I think claims of “discrimination” such as the one Sen. McCarter is making are a result of traditionalists trying to translate their ideas about sanctity into the moral language of harm or unfairness. But to do so they have to assume an individual right to have the world conform to one’s notions of propriety. They also have to portray traditionalists as fairly delicate creatures, who experience the sinful lives of others as a form of psychic pain. I don’t find the argument particularly persuasive in any form, but the more fundamental problem is that this argument precludes any form of pluralism.
Oliver Wendell Holmes famously said “my right to swing my fist ends where the other man’s nose begins.” This is a colorful but accurate summary of what is called the harm principle, the idea that individual rights must be limited to the extent that they interfere with the rights of others. It can be complicated in practice, since my “nose” may be something quite intangible, like privacy or equal access to an education, but the core principle is essential to liberal democracy. But if one of my “rights” is to have everyone live the way I want, the principle self-destructs. We can’t all live in a world where everyone conforms to our preferences.

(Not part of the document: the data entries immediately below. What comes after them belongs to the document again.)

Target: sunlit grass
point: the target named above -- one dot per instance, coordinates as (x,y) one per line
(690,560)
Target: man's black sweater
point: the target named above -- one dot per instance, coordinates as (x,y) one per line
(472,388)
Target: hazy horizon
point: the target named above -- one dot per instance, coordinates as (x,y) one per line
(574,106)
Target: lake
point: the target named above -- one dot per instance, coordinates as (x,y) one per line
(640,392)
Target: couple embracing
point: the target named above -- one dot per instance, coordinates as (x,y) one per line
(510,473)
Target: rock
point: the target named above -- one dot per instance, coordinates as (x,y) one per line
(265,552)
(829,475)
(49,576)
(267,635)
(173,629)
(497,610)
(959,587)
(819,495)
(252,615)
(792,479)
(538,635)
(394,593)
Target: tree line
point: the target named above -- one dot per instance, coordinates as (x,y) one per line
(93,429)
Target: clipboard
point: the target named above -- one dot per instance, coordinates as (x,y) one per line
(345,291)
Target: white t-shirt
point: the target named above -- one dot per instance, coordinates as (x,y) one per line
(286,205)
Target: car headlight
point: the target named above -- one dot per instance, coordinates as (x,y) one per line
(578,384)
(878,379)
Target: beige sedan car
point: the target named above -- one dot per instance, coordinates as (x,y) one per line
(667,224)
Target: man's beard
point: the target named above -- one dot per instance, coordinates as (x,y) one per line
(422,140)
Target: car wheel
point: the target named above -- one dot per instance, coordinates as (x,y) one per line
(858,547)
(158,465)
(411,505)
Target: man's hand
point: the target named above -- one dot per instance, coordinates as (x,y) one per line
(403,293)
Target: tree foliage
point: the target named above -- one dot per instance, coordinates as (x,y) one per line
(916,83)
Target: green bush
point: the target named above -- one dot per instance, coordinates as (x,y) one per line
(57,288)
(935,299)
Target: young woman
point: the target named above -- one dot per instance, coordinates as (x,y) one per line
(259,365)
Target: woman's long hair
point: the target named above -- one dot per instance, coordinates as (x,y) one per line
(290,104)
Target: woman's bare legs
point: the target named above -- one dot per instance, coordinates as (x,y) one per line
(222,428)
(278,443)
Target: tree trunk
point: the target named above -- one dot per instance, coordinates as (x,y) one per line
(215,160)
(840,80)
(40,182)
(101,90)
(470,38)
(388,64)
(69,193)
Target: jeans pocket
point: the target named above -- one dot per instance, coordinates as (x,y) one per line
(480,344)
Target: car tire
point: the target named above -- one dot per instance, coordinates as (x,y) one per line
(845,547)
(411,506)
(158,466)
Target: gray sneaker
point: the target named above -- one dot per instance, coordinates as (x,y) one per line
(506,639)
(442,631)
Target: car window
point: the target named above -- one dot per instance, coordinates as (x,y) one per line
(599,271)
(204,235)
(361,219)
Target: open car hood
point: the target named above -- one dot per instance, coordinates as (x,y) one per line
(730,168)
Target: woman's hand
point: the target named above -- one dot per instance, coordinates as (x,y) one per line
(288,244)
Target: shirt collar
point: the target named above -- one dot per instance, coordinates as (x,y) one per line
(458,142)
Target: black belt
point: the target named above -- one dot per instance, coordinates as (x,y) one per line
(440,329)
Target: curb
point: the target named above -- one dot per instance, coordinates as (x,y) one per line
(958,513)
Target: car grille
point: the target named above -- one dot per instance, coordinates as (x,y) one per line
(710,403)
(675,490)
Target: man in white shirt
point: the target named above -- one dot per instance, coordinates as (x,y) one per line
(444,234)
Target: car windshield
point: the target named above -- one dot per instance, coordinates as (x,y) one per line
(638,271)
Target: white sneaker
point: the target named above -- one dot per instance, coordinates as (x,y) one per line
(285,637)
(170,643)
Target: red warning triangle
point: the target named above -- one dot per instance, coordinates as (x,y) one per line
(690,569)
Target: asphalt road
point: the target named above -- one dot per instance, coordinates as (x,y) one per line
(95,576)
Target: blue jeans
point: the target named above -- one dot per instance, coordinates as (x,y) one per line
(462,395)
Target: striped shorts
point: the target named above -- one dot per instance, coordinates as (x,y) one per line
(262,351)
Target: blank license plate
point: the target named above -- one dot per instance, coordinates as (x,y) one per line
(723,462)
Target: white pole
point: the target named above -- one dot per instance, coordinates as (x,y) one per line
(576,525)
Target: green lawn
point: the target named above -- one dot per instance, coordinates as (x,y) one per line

Our preferences differ. I’m sure many vegetarians are horrified by the very idea of people eating meat, but it does not follow that a failure to ban hamburgers is a violation of their rights.
I don’t want to create a false equivalence, but I detect faint traces of the same intellectual error creeping into my side of the marriage equality debate. I believe we can make a lot of progress in educating and persuading people to be more supportive of same-sex relationships, but I don’t think I have the right to live in a world where no one disapproves of me. The articulation of hateful opinions about homosexuality, without some sort of harmful overt action, is not a violation of anyone’s rights. Those opinions create very real emotional distress – I have felt it myself, sometimes very acutely – but it is not the kind of harm that the government can or should redress.
We are living through a rapid and long-overdue shift in social norms with respect to gay and lesbian relationships. It now seems clear that this shift is going to be played out across virtually every aspect of our society, with each side feeling a sense of grievance at the failure of others to honor their deepest beliefs. My best advice to everyone is to grow up. One of the obligations of living in a pluralistic society is to navigate clashes between fervently held principles that each side regards as self-evident, if not written into the very fabric of the cosmos. Some degree of intellectual humility and a genuine effort to understand other points of view might go a long way.